Archive for February 2007

Life Process Outsourcing – a short story by Vikram Karve

February 21, 2007

LPO – LIFE PROCESS OUTSOURCING

( a fiction short story )

by

VIKRAM KARVE

 

 

 

 

 

On the morning of New Year’s Eve, while I am loafing on

Main Street

, in Pune, I meet an old friend of mine. 

“Hi!” I say. 

“Hi,” he says, “where to?” 

“Aimless loitering,” I say, “And you?” 

“I’m going to work.” 

“Work? This early? I thought your shift starts in the evening, or late at night. You work at a call center don’t you?” 

“Not now. I quit. I’m on my own now.” 

“On your own? What do you do?” 

“LPO.” 

“LPO? What’s that?” 

“Life Process Outsourcing.” 

“Life Process Outsourcing? Never heard of it!” 

“You’ve heard of Business Process Outsourcing haven’t you?” 

“BPO? Outsourcing non-core business activities and functions?” 

“Precisely. LPO is similar to BPO. There it’s Business Processes that are outsourced, here it’s Life Processes.” 

Life Processes? Outsourced?”  

“Why don’t you come along with me? I’ll show you.” 

Soon we are in his office. It looks like a mini call center. 

A young attractive girl welcomes us. “Meet Rita, my Manager,” my friend says, and introduces us. 

Rita looks distraught, and says to my friend, “I’m not feeling well. Must be viral fever.” 

“No problem. My friend here will stand in.” 

“What? I don’t have a clue about all this LPO thing!” I protest. 

“There’s nothing like learning on the job! Rita will show you.” 
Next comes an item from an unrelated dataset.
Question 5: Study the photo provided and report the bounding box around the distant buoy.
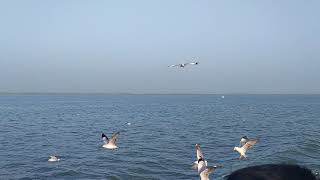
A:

“It’s simple,” Rita says, in a hurry. “See the console. You just press the appropriate switch and route the call to the appropriate person or agency.” And with these words she disappears. It’s the shortest training I have ever had in my life. 

And so I plunge into the world of Life Process Outsourcing; or LPO as they call it. 

It’s all very simple. Working people don’t seem to have time these days, but they have lots of money; especially those double income couples, IT nerds, MBA hot shots, finance wizards; just about everybody in the modern rat race. ‘Non-core Life Activities’, for which they neither have the inclination or the time – outsource them; so you can maximize your work-time to rake in the money and make a fast climb up the ladder of success. 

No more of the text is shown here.